I thought Pag was something smoked by a person with a speech impediment, before I visited the stunning island in Croatia.
We were flown out to sample the island’s celebrated Club Papaya and survey ‘The Beautiful People’ in their natural habitat.
And as we tottered along the balmy Zrce beach at sunset towards the flashing lights of Papaya, it quickly became apparent that a) I would need a body double for the rest of the trip and b) why celebrities including Eva Longoria, Gwyneth Paltrow, Chris Martin, Beyonce and Jay-Z have started flocking to Croatia.
We were ushered behind the stage – where celebrity DJs were dining on lobsters and champagne in their individual, white marquees – and straight into the VIP area, where we were seated with bonafide supermodels and Olympic swimmers and given heroic amounts of alcohol.
The Croatians were all grown in Petri dishes specifically for the purpose of drinking and having fun.

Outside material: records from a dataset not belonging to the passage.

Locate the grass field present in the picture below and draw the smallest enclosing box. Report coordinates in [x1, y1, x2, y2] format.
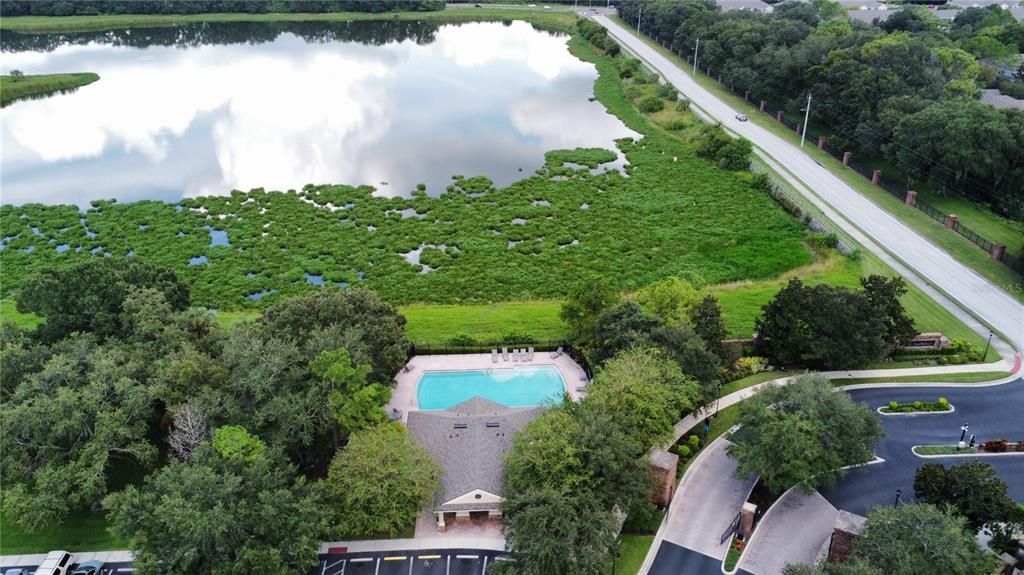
[0, 72, 99, 106]
[608, 15, 1024, 304]
[615, 535, 654, 575]
[0, 6, 578, 33]
[400, 301, 565, 342]
[0, 511, 124, 554]
[836, 371, 1013, 385]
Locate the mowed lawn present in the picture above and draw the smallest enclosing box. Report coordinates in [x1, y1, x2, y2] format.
[0, 511, 125, 555]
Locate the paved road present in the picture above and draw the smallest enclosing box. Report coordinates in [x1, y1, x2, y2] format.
[593, 14, 1024, 353]
[737, 490, 837, 575]
[823, 378, 1024, 515]
[648, 541, 755, 575]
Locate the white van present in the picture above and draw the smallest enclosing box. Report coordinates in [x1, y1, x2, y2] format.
[35, 551, 74, 575]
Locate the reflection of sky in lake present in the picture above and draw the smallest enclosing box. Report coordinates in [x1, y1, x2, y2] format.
[0, 21, 637, 207]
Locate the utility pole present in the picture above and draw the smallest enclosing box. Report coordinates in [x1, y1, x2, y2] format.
[800, 92, 812, 148]
[693, 36, 700, 76]
[637, 5, 642, 35]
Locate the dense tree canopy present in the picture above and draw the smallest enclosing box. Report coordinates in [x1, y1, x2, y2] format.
[616, 0, 1024, 219]
[0, 0, 445, 17]
[727, 374, 883, 494]
[913, 461, 1018, 531]
[324, 422, 441, 538]
[105, 444, 324, 575]
[755, 277, 912, 369]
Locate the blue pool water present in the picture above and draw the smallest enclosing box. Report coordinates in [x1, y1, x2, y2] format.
[417, 366, 565, 410]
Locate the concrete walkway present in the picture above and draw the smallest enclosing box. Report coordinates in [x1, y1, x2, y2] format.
[641, 437, 756, 574]
[738, 490, 838, 575]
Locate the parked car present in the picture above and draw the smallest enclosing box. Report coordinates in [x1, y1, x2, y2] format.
[71, 561, 104, 575]
[34, 551, 74, 575]
[735, 113, 748, 122]
[4, 569, 30, 575]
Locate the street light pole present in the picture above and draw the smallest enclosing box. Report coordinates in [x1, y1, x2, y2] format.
[800, 92, 812, 148]
[693, 36, 700, 76]
[714, 383, 722, 417]
[983, 331, 993, 361]
[894, 489, 902, 508]
[637, 5, 642, 35]
[960, 423, 969, 443]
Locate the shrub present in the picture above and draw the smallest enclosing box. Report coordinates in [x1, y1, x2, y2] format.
[676, 98, 691, 112]
[448, 332, 476, 346]
[657, 83, 678, 100]
[734, 356, 768, 377]
[688, 435, 700, 448]
[499, 330, 535, 344]
[889, 401, 898, 410]
[663, 118, 687, 130]
[606, 43, 620, 57]
[678, 445, 691, 458]
[938, 397, 948, 408]
[638, 96, 665, 113]
[649, 74, 660, 84]
[983, 439, 1009, 453]
[624, 85, 644, 101]
[913, 401, 923, 410]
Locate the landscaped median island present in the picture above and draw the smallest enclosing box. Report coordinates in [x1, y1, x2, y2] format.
[879, 397, 953, 414]
[914, 440, 1024, 457]
[0, 71, 99, 106]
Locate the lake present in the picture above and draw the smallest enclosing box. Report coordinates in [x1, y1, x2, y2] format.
[0, 20, 636, 207]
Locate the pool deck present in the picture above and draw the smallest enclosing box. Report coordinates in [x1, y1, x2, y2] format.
[388, 351, 590, 422]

As one local told us: “The ethos is very much, ‘the war’s over so let’s party.’” And party we did.
I have never seen anything quite like Club Papaya – downstairs, some 6,000 clubbers danced their faces off to house legend Tiesto, in a club which overlooked the glittering ocean and was bulging with Jacuzzis, pools, flumes, cheeky little bars, bobbing bungee jumpers above the stage and crisp, white decor which I blended into perfectly.
But I had an opportunity to tan and party – who said I can’t multi-task? – the following day, because the after-beach party kicks off at Papaya between 4pm and 8pm and is best described as Nikki Beach on steroids. The drinks were top value with a one litre cocktail costing 100KN (£12) which is what you’d pay for one, solitary drink in Ibiza. Or 600KN (£85) for the VIP area at Papaya, which gets you a table overlooking the dance floor and a selection of spirits and mixers.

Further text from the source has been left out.